Well, I am using my Pico2000 card on an old Win98 machine, but that machine is WDM if they supported it or is there some other magic words to look for?
 
John,
Looking through your other Grandtec thread, it looks like you need the WDM drivers that Electron mentioned. I have never messed with anything other than the default drivers for my BT878 card & Pico2000 software cuz it worked for me out of the box.

Try these sites for WDM drivers:
http://btwincap.sourceforge.net/
http://www.fgeng.com/drivers.htm

It appears that these WDM drivers would let a lot of hardware work with most of the webcam software, right?

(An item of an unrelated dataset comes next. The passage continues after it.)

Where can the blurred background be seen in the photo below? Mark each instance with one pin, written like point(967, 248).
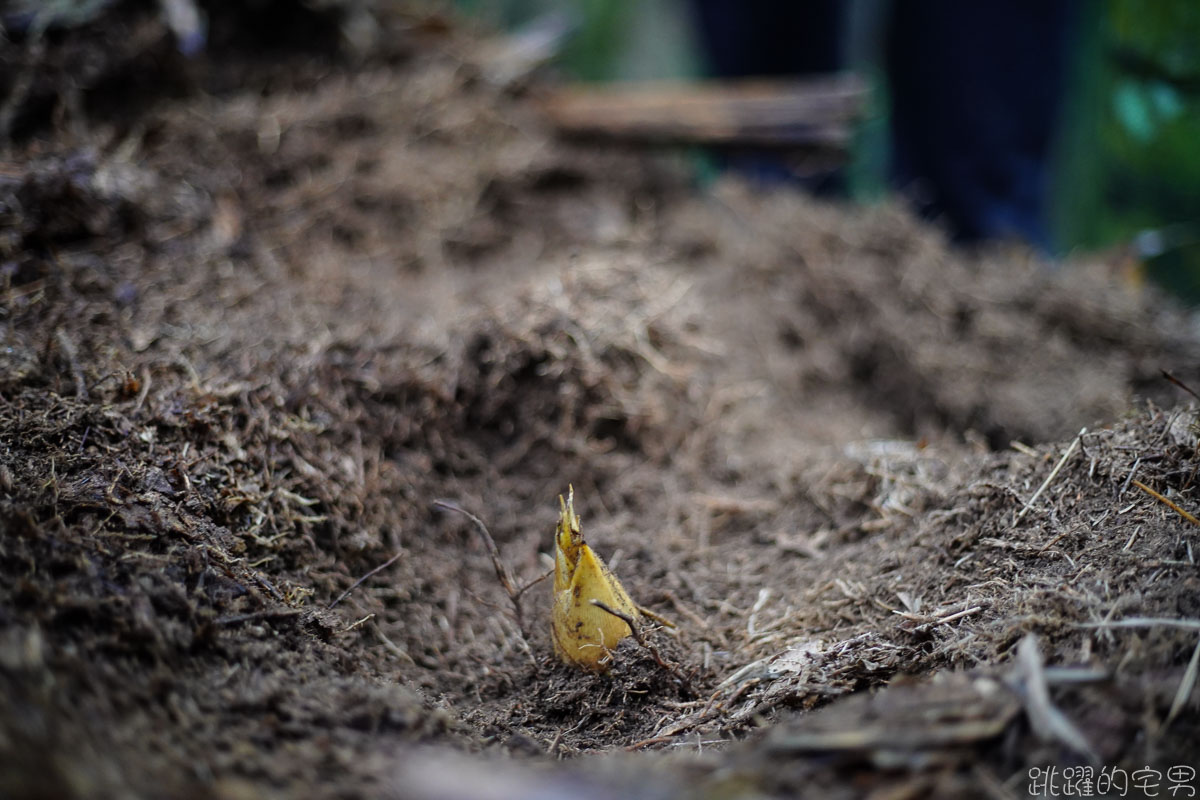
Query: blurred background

I will research the Secom cards, now that I found them. But those aren't cheap cards. They are on a different page that the Grandtec capture card, just to confuse me. Everybody calls these things something different... makes Google & eBay searches harder.

Right now I have functional cameras wired & working, so I don't really want to add IP cameras in this house. And lots of the IP cameras are CMOS. I thought we wanted CCD cameras for good quality?
 
CCD is what you want when it comes to surveillance cameras (in most cases). The WDM driver is a 'standard', so pretty much any webcam software would work with the capture card.